Someone got this for young F at Christmas, one of the 1970s Disney films made in England, set in 1920s London, featuring three nannies versus Chinese spies hunting down a secret message concealed by Lord Southmere on a dinosaur in the Natural History Museum. None of the Chinese speaking parts is actually played by an Asian actor (some of the extras might be); if you can put aside this rather insuperable failure, Peter Ustinov puts on a great show as the lead agent, explicitly linking the shenanigans to anti-colonial struggle; the nannies, played by Helen Hayes and Joan Sims, get rather less satisfactory parts though they and their cohorts do manage rather improbably to defeat twice their number of martial arts students. Derek Nimmo, aged 45, plays Lord Southmere, who is aged 31. The humour is basically slapstick with a dinosaur skeleton running round London and Windsor – Jon Pertwee, recently ex-Doctor Who, turns up as a deranged colonel determined to bag it for his wall, and various other luminaries of British comedy make appearances. The two rich young white boys under Helen Hayes’ care work out what is going on before anyone else does, and give the secret to Peter Ustinov (or rather give it back since Derek Nimmo stole it from the Chinese in the first place). Not a film that could be made by any director with the remotest sensitivity to race and gender issues today.
I had read the novelisation as a child, and it was interesting to go back to it as an adult, particularly having read the Doctor Who novelisations comparatively recently. It actually manages to be more racist than the film, which is saying something: by making Derek Nimmo’s character, Lord Southmere, the narrator, the Chinese are quite comprehensively othered. There are some odd changes between film and book, perhaps reflecting different stages in the script development: the personal connection between Peter Ustinov’s character, Hnup Wan, and the mother of Marshal Wu Tsai, so crucial to the denoument of the story, is absent; on the other hand the character of Grubb, the police detective played by Roy Kinnear, is given much more development. As novelisations go, it’s not a bad example of converting script to page, and is illustrated with some rather lovely line drawings (but the artist is not credited).
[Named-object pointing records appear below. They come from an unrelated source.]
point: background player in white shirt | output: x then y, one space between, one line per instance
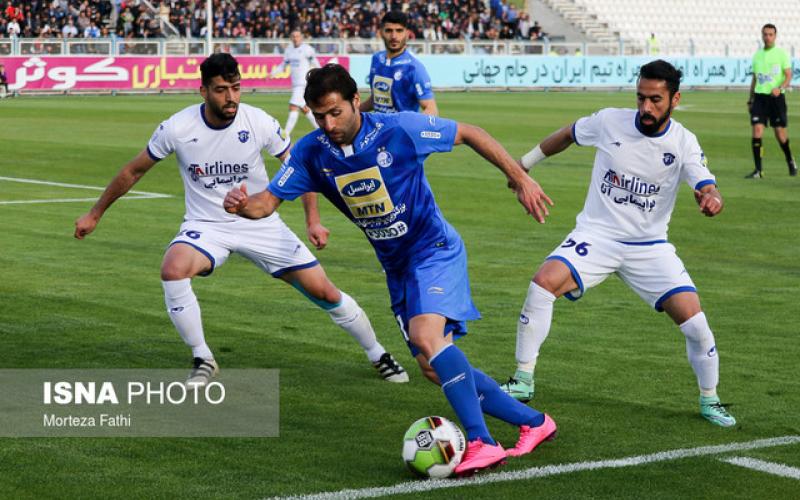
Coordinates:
299 57
218 145
642 156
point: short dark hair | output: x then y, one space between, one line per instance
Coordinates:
396 17
329 78
220 64
662 70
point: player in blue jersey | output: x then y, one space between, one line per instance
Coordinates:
370 166
397 79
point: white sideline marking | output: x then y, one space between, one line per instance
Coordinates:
140 195
548 470
763 466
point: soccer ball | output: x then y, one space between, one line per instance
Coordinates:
433 446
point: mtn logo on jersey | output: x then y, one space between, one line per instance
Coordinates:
365 193
427 134
384 159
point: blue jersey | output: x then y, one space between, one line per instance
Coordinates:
398 84
379 183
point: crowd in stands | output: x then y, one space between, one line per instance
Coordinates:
429 19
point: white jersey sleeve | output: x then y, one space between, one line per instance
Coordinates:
161 143
588 130
275 140
694 168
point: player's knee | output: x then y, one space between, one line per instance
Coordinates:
326 293
173 272
428 372
696 329
552 282
423 343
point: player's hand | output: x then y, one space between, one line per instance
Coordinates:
318 235
710 202
85 225
533 198
235 200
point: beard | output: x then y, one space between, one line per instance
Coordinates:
221 113
652 128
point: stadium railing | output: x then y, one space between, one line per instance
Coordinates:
355 46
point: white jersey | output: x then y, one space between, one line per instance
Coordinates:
300 60
214 160
636 177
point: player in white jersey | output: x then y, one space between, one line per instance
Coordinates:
218 146
642 157
299 57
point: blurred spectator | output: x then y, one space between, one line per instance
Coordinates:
3 82
428 19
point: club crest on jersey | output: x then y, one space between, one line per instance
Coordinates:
384 159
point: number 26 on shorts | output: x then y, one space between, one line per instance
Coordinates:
580 248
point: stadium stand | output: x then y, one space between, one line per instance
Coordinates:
712 27
430 20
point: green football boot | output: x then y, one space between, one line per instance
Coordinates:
520 386
713 411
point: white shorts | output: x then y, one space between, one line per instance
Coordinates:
268 243
653 270
298 98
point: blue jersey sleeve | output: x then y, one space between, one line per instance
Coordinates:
422 82
293 178
372 68
430 134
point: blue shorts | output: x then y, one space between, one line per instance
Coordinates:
438 284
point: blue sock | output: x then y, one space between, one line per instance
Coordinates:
458 386
498 404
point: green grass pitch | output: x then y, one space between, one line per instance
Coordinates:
613 373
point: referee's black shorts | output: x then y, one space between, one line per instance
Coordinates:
769 110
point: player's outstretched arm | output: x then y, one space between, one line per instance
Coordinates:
119 185
529 193
709 200
317 233
555 143
257 206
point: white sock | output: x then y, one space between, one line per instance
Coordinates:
291 121
533 326
311 119
354 321
702 353
184 311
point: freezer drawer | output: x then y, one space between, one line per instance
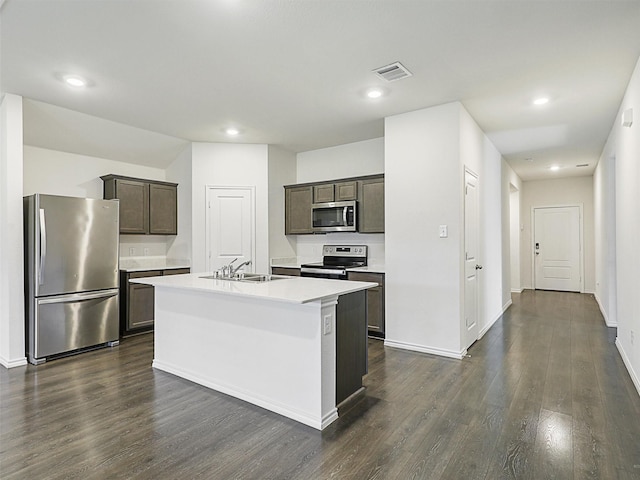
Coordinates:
65 323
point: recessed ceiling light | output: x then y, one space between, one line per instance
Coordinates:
75 81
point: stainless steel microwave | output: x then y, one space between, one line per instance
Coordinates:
334 217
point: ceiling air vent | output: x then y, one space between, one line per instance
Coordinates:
393 72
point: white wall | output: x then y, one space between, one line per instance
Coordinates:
350 160
226 164
344 161
426 153
282 171
12 343
557 192
604 203
422 191
512 185
624 146
62 173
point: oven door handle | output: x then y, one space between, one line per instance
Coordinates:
323 271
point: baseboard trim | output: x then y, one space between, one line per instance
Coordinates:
424 349
604 314
17 362
486 328
627 363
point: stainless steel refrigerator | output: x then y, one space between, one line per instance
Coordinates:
71 274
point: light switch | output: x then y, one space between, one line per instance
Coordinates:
326 325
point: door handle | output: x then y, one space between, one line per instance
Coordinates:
43 247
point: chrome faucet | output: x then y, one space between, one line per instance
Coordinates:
232 270
228 269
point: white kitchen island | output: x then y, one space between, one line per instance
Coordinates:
270 343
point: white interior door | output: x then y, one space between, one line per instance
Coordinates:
557 249
230 227
471 260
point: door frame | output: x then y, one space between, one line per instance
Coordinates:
580 233
478 299
209 189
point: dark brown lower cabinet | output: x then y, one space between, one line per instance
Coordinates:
137 300
375 301
351 344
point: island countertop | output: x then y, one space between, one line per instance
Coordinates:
283 289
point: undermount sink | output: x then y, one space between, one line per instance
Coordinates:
245 277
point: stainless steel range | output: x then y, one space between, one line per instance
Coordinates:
336 259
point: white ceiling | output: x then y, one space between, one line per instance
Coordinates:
292 72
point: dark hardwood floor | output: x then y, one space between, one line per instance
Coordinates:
544 394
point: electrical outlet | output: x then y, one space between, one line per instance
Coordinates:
326 325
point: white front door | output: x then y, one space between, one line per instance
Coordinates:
471 260
557 248
230 227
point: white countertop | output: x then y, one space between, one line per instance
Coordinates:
139 264
286 289
373 268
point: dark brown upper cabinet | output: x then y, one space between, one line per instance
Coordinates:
371 205
147 207
367 190
297 202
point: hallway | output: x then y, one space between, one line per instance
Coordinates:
544 394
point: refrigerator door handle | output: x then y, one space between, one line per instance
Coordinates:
76 297
43 247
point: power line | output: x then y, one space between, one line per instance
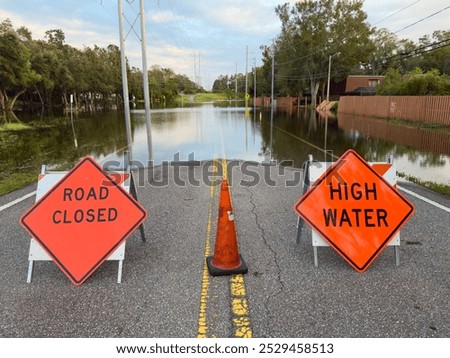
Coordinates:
425 18
395 13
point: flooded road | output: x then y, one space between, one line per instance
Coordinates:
199 132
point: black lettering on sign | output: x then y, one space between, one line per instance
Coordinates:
355 217
90 215
80 194
342 191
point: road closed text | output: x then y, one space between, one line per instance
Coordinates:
89 215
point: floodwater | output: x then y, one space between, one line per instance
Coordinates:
201 132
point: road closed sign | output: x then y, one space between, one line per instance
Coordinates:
354 209
83 219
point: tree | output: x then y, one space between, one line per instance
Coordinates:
415 83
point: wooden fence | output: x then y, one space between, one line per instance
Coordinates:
430 109
430 141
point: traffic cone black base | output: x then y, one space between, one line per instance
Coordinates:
216 271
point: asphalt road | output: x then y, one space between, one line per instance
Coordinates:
163 287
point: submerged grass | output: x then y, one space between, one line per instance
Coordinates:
420 124
439 188
10 127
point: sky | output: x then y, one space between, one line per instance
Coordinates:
200 38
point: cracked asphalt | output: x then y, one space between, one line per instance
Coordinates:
287 295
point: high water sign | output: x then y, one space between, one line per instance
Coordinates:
354 209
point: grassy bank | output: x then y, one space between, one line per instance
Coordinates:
439 188
210 97
420 124
11 127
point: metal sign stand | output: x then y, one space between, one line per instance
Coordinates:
312 170
47 179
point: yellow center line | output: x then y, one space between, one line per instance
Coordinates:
239 302
202 324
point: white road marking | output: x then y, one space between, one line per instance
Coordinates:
424 199
14 202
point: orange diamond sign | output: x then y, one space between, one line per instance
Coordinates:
354 209
83 219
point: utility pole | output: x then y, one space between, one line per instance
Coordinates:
199 76
126 100
272 100
195 70
235 85
246 77
254 82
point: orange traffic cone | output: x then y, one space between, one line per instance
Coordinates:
226 259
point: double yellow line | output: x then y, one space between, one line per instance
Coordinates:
238 296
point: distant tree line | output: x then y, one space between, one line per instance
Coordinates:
312 31
45 73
The original book on which the Disney film was based is set in New York, not London, in the contemporary early 1970s, so the Chinese are Maoists rather than followers of a warlord. Also the dinosaur gets dismantled by the nannies overnight rather than driven off on the back of the truck; and, most crucially setting the tone for the book, in the opening scene the Earl of Hastings is killed by his own cyanide capsule when his ex-nanny belts him across the face, rather than being held captive for most of the story like Lord Southmere in the film. The book concentrates much more on the work of the police investigators of the dinosaur theft, a special team of stereotypes brought together to fight international organised crime. One of the nannies is shagging her employer, while another is allergic to men; this is supposed to be funny, as are the freqent citations of Mao by the Chinese and their eventual fate (sent to Taiwan, where they will probably be executed). One or two jokes from the book made it into the film, but really this is for grownups who aren’t looking for anything very worthwhile.